Diette Gregory B, McCormack Meredith C, Hansel Nadia N, Breysse Patrick N, Matsui Elizabeth C
Division of Pulmonary and Critical Care Medicine, Johns Hopkins School of Medicine, Johns Hopkins University, 1830 E Monument Street, Baltimore, MD 21205, USA.
Respir Care. 2008 May;53(5):602-15; discussion 616-7.

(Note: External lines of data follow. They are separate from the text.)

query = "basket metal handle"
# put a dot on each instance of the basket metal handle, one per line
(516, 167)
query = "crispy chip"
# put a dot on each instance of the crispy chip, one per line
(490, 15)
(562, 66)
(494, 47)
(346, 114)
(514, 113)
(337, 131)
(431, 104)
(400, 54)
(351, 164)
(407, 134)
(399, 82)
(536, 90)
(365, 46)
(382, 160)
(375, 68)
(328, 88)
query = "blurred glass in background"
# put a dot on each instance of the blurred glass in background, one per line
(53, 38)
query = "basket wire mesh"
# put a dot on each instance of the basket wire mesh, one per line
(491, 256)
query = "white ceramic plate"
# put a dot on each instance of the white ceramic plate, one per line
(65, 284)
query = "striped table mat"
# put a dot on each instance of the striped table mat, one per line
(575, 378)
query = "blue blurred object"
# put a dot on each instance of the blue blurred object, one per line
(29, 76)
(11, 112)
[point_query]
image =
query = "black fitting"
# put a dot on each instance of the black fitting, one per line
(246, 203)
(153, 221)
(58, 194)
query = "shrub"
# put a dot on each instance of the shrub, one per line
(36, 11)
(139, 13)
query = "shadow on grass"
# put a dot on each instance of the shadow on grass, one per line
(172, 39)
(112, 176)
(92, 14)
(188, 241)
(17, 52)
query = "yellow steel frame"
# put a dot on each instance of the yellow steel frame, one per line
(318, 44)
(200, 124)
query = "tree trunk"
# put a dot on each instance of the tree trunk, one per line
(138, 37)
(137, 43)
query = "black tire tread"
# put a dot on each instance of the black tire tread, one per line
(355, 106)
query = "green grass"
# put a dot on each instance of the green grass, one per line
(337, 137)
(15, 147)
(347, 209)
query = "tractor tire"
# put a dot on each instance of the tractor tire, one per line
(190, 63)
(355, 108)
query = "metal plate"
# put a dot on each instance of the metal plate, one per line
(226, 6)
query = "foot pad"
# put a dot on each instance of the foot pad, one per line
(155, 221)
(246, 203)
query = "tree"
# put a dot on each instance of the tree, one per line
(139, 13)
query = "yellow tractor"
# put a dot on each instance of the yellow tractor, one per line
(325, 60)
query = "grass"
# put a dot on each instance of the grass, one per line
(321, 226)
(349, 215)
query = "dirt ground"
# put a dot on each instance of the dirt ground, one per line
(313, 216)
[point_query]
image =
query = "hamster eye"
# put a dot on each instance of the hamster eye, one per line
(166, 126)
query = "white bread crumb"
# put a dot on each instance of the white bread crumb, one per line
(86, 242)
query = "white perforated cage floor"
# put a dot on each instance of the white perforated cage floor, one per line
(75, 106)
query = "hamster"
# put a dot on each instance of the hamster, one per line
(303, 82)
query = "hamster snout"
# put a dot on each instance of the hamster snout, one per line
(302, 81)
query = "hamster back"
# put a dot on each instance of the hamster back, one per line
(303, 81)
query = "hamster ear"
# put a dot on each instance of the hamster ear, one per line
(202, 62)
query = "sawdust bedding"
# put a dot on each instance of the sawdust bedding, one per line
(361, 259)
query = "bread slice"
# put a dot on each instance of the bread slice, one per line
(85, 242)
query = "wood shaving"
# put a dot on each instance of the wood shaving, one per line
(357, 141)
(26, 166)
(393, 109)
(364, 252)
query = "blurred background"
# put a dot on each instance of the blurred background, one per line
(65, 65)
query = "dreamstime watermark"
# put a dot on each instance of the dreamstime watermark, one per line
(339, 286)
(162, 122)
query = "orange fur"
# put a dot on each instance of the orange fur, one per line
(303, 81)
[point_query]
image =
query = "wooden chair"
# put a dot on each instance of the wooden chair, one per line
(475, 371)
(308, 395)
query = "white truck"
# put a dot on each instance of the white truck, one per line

Management of asthma requires attention to environmental exposures both indoors and outdoors. Americans spend most of their time indoors, where they have a greater ability to modify their environment. The indoor environment contains both pollutants (eg, particulate matter, nitrogen dioxide, secondhand smoke, and ozone) and allergens from furred pets, dust mites, cockroaches, rodents, and molds. Indoor particulate matter consists of particles generated from indoor sources such as cooking and cleaning activities, and particles that penetrate from the outdoors. Nitrogen dioxide sources include gas stoves, furnaces, and fireplaces. Indoor particulate matter and nitrogen dioxide are linked to asthma morbidity. The indoor ozone concentration is mainly influenced by the outdoor ozone concentration. The health effects of indoor ozone exposure have not been well studied. In contrast, there is substantial evidence of detrimental health effects from secondhand smoke. Guideline recommendations are not specific for optimizing indoor air quality. The 2007 National Asthma Education and Prevention Program asthma guidelines recommend eliminating indoor smoking and improving the ventilation. Though the guidelines state that there is insufficient evidence to recommend air cleaners, air cleaners and reducing activities that generate indoor pollutants may be sound practical approaches for improving the health of individuals with asthma. The guidelines are more specific about allergen avoidance; they recommend identifying allergens to which the individual is immunoglobin E sensitized and employing a multifaceted, comprehensive strategy to reduce exposure. Outdoor air pollutants that impact asthma include particulate matter, ozone, nitrogen dioxide, and sulfur dioxide, and guidelines recommend that individuals with asthma avoid exertion outdoors when these pollutants are elevated. Outdoor allergens include tree, grass, and weed pollens, which vary in concentration by season. Recommendations to reduce exposure include staying indoors, keeping windows and doors closed, using air conditioning and perhaps high-efficiency particulate arrestor (HEPA) air filters, and thorough daily washing to remove allergens from one's person.
哮喘的管理需要关注室内和室外的环境暴露。美国人大部分时间都待在室内,在室内他们有更大的能力改变环境。室内环境既包含污染物(如颗粒物、二氧化氮、二手烟和臭氧),也有来自带毛宠物、尘螨、蟑螂、啮齿动物和霉菌的过敏原。室内颗粒物由烹饪和清洁活动等室内源产生的颗粒以及从室外渗透进来的颗粒组成。二氧化氮源包括燃气炉灶、熔炉和壁炉。室内颗粒物和二氧化氮与哮喘发病率相关。室内臭氧浓度主要受室外臭氧浓度影响。室内臭氧暴露对健康的影响尚未得到充分研究。相比之下,有大量证据表明二手烟对健康有有害影响。指南建议并未针对优化室内空气质量给出具体内容。2007年国家哮喘教育与预防计划哮喘指南建议消除室内吸烟并改善通风。尽管指南指出没有足够证据推荐空气净化器,但空气净化器以及减少产生室内污染物的活动可能是改善哮喘患者健康状况的合理实用方法。指南在避免过敏原方面更为具体;它们建议识别个体对其免疫球蛋白E致敏的过敏原,并采用多方面、全面的策略来减少接触。影响哮喘的室外空气污染物包括颗粒物、臭氧、二氧化氮和二氧化硫,指南建议哮喘患者在这些污染物浓度升高时避免在室外剧烈运动。室外过敏原包括树木、草和杂草花粉,其浓度随季节变化。减少接触的建议包括待在室内、关闭门窗、使用空调以及可能使用高效空气过滤器(HEPA),并每天彻底清洗以去除身上的过敏原。